A seção superior de um foguete Falcon 9 da SpaceX colidirá com a Lua em 5 de agosto, viajando a cerca de 8.700 km/h, conforme o Centro de Estudos de Objetos Próximos à Terra (CNEOS) da Nasa. O impacto, previsto para as 3h35 no horário de Brasília, ocorrerá perto da Cratera Einstein, no lado visível da Lua, e criará uma cratera com mais de 17 metros de diâmetro.
Detalhes da colisão
O componente é a seção superior do Falcon 9, lançado em janeiro de 2025 como parte de uma missão conjunta dos EUA e do Japão para levar dois módulos de pouso lunar e equipamentos científicos. Com tamanho aproximado de um prédio de cinco andares e peso de pelo menos 4 mil kg na Terra, o objeto estava em rota de colisão acidental, detectada por astrônomos independentes usando dados públicos.
"Não há perigo para a Terra", afirmou o porta-voz da Nasa, Jimi Russell. "A Nasa continuará rastreando o foguete para fins de treinamento, e observará posteriormente o local do impacto para fins científicos."
Impacto científico e observação
O astrônomo Matt Bothwell, da Universidade de Cambridge, destacou o valor do evento: "É algo realmente enorme colidindo com a Lua.
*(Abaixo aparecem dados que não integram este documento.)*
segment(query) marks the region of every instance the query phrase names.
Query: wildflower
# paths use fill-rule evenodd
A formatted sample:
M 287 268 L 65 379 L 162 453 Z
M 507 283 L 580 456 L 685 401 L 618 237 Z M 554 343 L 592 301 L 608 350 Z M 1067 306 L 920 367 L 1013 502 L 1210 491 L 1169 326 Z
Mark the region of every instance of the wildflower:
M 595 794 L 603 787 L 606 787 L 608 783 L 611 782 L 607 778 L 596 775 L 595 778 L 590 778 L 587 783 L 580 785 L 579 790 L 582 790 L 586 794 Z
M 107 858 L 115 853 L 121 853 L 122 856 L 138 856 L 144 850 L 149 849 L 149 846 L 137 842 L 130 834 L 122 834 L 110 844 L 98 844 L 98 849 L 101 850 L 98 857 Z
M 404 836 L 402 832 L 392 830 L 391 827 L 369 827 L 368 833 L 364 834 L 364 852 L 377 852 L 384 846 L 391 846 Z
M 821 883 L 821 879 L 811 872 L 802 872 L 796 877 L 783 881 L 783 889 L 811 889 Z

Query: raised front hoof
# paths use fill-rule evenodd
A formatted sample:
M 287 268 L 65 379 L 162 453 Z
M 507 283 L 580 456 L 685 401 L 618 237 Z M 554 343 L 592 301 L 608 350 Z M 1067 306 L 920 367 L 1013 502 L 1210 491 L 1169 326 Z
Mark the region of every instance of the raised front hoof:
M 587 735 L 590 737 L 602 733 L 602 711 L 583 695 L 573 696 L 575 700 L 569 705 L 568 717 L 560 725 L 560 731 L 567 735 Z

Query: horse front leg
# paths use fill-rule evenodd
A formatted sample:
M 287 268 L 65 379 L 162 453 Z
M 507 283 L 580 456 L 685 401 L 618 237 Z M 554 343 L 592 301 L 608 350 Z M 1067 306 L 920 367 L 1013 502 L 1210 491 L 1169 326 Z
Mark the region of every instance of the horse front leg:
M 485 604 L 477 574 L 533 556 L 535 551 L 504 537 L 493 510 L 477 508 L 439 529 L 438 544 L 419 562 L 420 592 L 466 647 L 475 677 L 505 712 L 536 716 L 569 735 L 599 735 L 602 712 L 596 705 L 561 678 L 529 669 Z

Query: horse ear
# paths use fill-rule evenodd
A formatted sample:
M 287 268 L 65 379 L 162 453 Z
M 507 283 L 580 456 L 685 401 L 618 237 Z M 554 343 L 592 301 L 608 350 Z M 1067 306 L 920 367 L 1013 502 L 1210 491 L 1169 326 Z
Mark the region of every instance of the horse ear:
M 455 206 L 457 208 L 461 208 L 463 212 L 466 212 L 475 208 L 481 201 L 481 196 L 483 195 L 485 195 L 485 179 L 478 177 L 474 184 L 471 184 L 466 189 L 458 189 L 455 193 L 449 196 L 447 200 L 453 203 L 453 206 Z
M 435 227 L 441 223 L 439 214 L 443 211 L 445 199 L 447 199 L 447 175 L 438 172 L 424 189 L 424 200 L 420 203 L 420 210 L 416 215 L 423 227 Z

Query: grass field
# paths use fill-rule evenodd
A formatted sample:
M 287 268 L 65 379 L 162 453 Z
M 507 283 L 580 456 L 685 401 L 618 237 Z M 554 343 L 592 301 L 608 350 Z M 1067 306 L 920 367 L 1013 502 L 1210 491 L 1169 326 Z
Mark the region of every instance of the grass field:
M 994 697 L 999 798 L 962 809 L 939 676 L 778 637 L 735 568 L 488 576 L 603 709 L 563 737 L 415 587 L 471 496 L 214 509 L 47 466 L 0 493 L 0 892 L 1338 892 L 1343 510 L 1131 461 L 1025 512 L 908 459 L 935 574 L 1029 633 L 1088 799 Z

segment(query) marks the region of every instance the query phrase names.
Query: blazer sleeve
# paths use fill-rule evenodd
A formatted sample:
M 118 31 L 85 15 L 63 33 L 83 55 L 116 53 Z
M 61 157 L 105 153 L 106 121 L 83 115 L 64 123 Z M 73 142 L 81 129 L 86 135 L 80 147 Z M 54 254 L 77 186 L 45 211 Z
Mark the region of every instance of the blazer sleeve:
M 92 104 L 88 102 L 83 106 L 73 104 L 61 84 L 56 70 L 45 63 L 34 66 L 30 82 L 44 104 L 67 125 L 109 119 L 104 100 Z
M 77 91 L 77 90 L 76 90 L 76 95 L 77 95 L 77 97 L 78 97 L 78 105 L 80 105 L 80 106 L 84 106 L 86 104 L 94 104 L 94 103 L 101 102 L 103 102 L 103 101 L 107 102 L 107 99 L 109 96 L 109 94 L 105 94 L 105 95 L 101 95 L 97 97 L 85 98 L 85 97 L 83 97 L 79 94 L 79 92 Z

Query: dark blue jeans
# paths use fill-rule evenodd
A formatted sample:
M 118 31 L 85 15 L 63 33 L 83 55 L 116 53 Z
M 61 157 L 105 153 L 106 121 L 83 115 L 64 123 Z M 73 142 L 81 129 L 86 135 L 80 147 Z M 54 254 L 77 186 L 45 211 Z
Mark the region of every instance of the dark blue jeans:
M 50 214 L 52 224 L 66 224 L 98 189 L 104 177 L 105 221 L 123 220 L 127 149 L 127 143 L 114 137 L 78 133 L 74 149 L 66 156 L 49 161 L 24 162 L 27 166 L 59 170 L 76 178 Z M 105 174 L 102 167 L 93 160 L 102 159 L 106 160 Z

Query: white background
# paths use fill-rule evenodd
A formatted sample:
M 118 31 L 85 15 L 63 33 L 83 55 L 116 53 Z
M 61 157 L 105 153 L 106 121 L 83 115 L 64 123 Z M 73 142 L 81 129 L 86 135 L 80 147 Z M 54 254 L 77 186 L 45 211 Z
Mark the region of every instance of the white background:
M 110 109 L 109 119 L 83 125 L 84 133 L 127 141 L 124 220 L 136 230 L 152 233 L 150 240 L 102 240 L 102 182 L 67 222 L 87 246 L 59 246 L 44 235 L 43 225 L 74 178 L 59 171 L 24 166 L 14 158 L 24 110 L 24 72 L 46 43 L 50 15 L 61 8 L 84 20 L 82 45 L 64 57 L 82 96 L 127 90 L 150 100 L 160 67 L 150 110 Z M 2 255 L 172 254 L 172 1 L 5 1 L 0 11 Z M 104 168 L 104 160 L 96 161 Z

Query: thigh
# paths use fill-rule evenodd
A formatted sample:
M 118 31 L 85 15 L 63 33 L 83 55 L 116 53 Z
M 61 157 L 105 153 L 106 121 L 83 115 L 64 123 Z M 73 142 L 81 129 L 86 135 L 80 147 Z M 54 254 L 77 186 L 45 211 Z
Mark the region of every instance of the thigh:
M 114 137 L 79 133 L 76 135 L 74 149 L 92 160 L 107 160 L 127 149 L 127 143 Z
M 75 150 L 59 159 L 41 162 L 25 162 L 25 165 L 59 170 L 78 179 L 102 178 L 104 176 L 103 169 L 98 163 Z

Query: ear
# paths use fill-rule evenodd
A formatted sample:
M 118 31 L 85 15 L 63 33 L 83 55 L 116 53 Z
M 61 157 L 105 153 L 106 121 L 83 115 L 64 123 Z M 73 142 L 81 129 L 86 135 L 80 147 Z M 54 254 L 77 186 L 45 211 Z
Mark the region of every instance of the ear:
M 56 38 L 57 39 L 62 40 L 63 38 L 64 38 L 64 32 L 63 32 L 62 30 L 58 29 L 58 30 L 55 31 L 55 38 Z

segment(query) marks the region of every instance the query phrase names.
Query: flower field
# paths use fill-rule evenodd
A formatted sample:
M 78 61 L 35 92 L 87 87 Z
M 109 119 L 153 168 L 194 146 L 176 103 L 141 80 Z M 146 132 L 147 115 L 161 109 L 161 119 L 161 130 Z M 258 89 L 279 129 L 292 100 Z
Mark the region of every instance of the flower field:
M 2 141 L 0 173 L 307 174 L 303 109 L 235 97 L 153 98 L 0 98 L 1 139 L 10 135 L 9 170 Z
Não é nem um pouco perigoso, podemos simplesmente assistir ao espetáculo." Ele explicou que a ausência de atmosfera lunar e a gravidade fraca tornam o impacto "mais impressionante do que qualquer explosão [similar] na Terra", lançando uma nuvem de poeira a até 50 km de altura.
Embora não seja visível a olho nu, telescópios sofisticados podem captar o clarão. Grandes telescópios nas Américas, o Lunar Reconnaissance Orbiter da Nasa e a sonda Danuri da Coreia do Sul acompanharão o evento. Um projeto de ciência cidadã recrutará amadores para filmar o impacto, ajudando a estudar a pluma e a nova cratera.
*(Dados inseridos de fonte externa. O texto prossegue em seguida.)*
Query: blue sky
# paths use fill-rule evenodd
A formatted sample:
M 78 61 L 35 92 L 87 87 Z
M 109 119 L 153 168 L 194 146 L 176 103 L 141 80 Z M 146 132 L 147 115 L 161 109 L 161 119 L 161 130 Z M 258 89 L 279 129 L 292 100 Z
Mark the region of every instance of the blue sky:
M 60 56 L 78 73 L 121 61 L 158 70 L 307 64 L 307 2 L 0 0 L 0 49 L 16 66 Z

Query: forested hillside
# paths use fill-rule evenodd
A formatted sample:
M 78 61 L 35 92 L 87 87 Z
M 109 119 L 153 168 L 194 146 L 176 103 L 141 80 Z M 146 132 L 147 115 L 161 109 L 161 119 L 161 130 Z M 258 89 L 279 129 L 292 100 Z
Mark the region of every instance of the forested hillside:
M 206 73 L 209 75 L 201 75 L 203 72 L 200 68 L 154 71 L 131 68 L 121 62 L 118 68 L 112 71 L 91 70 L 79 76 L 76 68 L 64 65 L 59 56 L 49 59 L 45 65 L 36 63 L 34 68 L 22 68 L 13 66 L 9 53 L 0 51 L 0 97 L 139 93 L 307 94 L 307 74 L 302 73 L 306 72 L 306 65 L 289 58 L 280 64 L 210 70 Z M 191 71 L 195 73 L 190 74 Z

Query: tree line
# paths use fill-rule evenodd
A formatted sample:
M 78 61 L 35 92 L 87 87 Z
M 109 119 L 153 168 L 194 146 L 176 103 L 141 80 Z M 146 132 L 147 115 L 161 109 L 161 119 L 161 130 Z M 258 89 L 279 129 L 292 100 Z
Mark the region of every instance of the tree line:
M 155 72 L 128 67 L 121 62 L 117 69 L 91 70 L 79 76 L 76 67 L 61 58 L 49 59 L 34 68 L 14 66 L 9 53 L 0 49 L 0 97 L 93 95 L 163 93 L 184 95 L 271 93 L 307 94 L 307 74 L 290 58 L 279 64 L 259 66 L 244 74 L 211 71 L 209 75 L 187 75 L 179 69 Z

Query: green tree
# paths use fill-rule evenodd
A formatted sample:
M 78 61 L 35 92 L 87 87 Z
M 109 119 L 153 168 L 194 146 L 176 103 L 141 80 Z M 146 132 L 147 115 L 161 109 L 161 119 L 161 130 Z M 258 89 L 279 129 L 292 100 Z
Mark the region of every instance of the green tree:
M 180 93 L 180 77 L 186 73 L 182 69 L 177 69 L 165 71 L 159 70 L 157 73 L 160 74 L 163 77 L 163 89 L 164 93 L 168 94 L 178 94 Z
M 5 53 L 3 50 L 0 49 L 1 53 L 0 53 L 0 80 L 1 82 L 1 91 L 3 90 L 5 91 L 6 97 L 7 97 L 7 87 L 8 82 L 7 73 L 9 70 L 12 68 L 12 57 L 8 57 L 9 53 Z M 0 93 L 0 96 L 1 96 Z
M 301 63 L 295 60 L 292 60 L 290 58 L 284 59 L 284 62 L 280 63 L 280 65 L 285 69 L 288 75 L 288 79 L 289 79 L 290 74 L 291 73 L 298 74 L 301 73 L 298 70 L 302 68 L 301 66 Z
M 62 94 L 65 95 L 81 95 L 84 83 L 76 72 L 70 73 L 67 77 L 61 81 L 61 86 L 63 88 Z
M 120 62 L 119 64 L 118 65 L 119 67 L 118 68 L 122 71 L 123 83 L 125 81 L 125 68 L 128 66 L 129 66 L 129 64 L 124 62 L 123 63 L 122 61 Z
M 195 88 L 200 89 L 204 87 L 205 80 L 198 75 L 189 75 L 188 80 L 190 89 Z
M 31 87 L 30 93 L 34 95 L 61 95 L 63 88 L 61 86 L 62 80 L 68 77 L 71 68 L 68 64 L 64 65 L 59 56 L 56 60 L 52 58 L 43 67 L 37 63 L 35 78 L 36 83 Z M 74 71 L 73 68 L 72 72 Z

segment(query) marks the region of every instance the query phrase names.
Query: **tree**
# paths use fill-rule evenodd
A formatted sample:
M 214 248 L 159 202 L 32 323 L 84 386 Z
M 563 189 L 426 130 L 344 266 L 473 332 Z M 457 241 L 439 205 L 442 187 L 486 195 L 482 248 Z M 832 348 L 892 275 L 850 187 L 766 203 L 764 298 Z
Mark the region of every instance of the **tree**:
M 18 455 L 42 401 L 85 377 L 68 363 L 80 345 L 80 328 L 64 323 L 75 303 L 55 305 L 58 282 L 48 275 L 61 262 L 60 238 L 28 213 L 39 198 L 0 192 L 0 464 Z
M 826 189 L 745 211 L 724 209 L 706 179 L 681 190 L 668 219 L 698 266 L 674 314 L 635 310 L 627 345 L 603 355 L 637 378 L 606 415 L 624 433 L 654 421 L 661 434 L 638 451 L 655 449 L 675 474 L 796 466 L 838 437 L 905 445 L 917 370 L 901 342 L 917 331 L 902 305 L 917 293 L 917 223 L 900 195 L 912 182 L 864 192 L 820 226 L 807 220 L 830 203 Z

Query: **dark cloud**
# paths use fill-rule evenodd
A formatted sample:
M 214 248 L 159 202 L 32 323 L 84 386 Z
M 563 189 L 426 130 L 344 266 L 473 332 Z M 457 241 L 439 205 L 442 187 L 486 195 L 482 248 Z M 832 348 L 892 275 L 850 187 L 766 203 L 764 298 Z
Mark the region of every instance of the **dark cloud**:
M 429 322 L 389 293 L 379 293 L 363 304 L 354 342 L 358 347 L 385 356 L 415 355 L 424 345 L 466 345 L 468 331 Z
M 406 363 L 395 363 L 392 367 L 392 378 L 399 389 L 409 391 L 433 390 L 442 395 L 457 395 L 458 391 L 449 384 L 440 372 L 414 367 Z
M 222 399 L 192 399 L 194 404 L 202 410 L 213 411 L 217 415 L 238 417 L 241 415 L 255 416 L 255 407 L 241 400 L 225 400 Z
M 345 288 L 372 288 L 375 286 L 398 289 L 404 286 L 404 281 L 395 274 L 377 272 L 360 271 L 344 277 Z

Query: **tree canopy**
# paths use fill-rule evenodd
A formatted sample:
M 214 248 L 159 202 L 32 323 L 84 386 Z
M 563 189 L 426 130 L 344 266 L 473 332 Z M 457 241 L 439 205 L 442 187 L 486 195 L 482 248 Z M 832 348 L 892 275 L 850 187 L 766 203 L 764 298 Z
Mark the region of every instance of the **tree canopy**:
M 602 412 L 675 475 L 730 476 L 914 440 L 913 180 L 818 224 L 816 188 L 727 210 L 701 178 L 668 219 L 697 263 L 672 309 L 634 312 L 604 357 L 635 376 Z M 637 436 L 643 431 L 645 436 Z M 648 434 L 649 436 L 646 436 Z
Alerta sobre detritos espaciais
Bothwell também alertou para o acúmulo de lixo espacial: "A cada ano, colocamos mais coisas em órbita. Às vezes, os satélites colidem e se partem em um número maior de pedaços. A possibilidade de uma reação em cadeia descontrolada é preocupante." Segundo a ESA, há cerca de 54 mil objetos com mais de 10 cm de diâmetro no espaço, totalizando 17 mil toneladas desde 1957.
Este não é o primeiro impacto acidental: em 2022, a seção superior do foguete chinês Longa Marcha atingiu o lado oculto da Lua. Décadas antes, a Nasa propositalmente lançou objetos na Lua para coletar dados para as missões Apollo.